Shiva moved away. Bhasmasura followed. Shiva moved faster. Bhasmasura, energized by the fresh boon and the proximity of an enormously valuable use for it, kept pace. They ran — the destroyer of worlds pursued by a demon with a hand that could destroy him, the cosmic irony so complete it would be funny if the consequence weren’t so significant.
Shiva ran to Vishnu.
Vishnu assessed the situation rapidly. The boon was real and could not be revoked by the one who gave it. Shiva was genuinely in danger. The solution had to work with the demon’s nature rather than against it.
He became Mohini.
The demon pursuing Shiva encountered a woman of extraordinary beauty in the forest and was immediately and entirely distracted from his original mission. Mohini was dancing. She was dancing with the complete grace of someone who knows exactly what she is doing and to what end, and the dance was the kind of performance that makes onlookers forget what they were previously thinking about.
Bhasmasura forgot Shiva. He approached Mohini. He introduced himself, described his powers, made his pitch. She listened with an expression that was not encouragement but was also not discouragement — that careful neutral attention that sometimes means I’m not interested and sometimes means let’s see.
‘I only accept a partner who can dance as I do,’ she said.
He said he could dance as she did.
She began a dance of complex gestures and positions. He mirrored her. She was excellent at this — every gesture precisely delivered, every transition smooth, the movement continuous and self-consistent. He mirrored her with the concentration of a being entirely focused on making a good impression.
Then she raised her right hand to the top of her head.
He mirrored the gesture.
Bhasmasura burned. The hand with the boon of turning anything to ash placed itself on the one head within reach, and that head was his own.

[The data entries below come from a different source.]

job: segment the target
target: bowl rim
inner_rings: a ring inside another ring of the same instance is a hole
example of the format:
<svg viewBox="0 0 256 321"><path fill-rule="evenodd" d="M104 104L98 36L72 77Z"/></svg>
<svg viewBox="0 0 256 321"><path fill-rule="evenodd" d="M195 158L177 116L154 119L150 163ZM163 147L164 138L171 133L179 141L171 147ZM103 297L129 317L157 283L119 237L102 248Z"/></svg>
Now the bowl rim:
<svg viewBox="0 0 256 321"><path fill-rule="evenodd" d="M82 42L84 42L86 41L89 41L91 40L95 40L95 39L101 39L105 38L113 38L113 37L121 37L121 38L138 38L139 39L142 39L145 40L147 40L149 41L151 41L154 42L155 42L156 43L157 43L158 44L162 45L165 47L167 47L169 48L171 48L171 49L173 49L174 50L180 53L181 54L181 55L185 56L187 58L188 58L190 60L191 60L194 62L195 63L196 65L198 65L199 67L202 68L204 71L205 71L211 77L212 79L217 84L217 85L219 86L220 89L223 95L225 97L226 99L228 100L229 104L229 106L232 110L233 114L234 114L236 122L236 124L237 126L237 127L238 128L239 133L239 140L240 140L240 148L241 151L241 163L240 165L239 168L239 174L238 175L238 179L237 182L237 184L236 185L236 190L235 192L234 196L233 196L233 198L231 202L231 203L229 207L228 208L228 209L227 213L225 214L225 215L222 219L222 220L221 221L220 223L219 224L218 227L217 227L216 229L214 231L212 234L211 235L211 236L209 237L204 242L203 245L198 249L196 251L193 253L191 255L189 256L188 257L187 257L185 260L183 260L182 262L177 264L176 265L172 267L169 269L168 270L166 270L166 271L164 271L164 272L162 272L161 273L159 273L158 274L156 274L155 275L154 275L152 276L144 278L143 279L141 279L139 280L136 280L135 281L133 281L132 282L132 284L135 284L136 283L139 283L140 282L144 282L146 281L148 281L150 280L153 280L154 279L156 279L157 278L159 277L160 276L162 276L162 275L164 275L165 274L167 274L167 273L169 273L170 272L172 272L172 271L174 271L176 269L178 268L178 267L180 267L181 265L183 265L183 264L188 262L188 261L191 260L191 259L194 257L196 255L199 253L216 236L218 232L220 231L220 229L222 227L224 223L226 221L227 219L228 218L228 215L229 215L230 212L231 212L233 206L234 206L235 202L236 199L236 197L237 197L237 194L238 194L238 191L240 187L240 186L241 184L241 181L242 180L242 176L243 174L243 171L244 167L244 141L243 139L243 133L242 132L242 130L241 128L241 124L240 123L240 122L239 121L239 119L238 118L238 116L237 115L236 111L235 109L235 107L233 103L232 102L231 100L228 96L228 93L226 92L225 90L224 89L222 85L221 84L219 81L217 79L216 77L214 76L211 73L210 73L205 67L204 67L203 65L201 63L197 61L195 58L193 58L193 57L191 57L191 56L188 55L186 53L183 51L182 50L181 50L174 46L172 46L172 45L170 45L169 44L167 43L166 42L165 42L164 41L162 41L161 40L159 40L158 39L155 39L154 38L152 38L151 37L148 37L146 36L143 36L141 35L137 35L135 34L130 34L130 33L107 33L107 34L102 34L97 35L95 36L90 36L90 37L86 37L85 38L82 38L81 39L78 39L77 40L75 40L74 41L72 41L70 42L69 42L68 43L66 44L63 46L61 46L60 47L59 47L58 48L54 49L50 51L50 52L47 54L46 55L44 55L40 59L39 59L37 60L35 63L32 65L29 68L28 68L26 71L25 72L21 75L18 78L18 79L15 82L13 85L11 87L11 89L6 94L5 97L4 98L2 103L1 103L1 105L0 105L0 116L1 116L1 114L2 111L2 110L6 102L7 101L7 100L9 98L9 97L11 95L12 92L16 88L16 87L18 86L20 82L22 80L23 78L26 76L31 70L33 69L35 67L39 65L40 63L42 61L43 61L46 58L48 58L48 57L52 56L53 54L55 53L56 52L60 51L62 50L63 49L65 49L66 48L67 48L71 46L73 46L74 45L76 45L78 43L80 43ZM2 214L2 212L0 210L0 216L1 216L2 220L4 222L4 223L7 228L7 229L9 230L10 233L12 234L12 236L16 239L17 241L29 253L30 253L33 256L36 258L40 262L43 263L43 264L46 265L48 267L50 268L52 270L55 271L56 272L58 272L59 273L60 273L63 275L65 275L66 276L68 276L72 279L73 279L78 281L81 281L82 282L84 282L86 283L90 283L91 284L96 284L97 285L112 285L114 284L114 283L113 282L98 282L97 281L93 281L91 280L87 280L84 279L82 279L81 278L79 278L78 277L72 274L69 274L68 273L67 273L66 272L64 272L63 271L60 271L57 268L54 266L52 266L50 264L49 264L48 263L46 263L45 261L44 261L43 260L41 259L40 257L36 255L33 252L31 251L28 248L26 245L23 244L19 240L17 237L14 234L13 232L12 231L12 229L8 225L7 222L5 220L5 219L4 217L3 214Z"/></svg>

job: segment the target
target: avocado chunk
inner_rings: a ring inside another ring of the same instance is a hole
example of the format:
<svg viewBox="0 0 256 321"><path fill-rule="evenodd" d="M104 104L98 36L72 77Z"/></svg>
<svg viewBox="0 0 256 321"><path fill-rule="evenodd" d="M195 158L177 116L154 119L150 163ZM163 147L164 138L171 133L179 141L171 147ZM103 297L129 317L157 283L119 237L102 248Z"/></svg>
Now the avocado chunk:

Mohini disappeared. Shiva emerged from whatever he had been observing the scene from — the texts vary — and there was the ash that had been Bhasmasura.
The story has several lives in the tradition. It is the story of vanity as the ultimate vulnerability: a being with genuine destructive power was undone by the need to impress. It is also the story of Vishnu’s particular genius, which is not for confrontation but for finding the lever that the situation already contains and pressing it at the right moment.
And it is the story of a god saving another god, which the tradition holds up as the model of divine relationships: not competition but cooperation, each bringing what the other lacks, the destroyer and the preserver serving the same ultimate purpose.
Shiva and Vishnu are not rivals. They are colleagues. And sometimes one of them needs the other to take the form of a beautiful dancer to save the situation.
The ash remained where Bhasmasura fell. In some versions of the story, Shiva collects the ash and puts it to his customary use. Even a demon’s end, in Shiva’s hands, becomes part of the practice.